Nuclear spin hyperpolarization, induced by para-hydrogen and ortho-deuterium, is generated using a high-pressure automated setup developed by Dr. Chem. Sci. A. S. Kiryutin in 2016. The PHIP, ODIP, and SABRE (Parahydrogen Induced Polarization, Ortho-deuterium Induced Polarization, Signal Amplification By Reversible Exchange) methods are employed to create nuclear spin hyperpolarization in hydrogenation reactions or polarization transfer via substrate interaction with spin isomers of molecular hydrogen. Collaborative research with the Theoretical Chemistry Group (led by Dr. Phys.-Math. Sci. N. N. Lukzen) focuses on studying hyperpolarization mechanisms, developing efficient pulse sequences, and optimizing magnetic field strength to generate hyperpolarized substrates and preserve this polarization in long-lived spin states. These studies enhance the sensitivity of NMR spectroscopy and imaging.

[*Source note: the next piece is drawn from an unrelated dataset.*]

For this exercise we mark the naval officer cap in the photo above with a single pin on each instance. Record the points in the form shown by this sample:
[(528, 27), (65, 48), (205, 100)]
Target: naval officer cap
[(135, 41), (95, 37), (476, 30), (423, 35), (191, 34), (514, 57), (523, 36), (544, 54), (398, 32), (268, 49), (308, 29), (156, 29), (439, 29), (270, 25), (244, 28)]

In 2017, Dr. Chem. Sci. A. S. Kiryutin and Dr. Phys.-Math. Sci. Yu. A. Grishin (Institute of Chemical Kinetics and Combustion, SB RAS) developed a unique experimental setup at the International Tomography Center (ITC SB RAS) based on a 400 MHz spectrometer. This system enables experiments with fast magnetic field switching by positioning the sample along the axis of a 9.4 T cryomagnet, as well as measurements in ultra-weak fields (several orders of magnitude below Earth's magnetic field). The NMR spectra retain high resolution (~1 Hz), crucial for studying CIDNP, PHIP, DNP, and investigating relaxation dispersion for any magnetic nuclei across an exceptionally wide field range (10 nT to 9.4 T) with atomic-level spectral resolution.
Research is conducted by Dr. Chem. Sci. O. B. Morozova, Dr. Chem. Sci. N. N. Fishman, Dr. Chem. Sci. A. S. Kiryutin, Dr. Phys.-Math. Sci. I. V. Zhukov, and graduate students D. A. Markelov and M. G. Geniman using NMR spectrometers with proton operating frequencies of 200, 300, 400, and 700 MHz.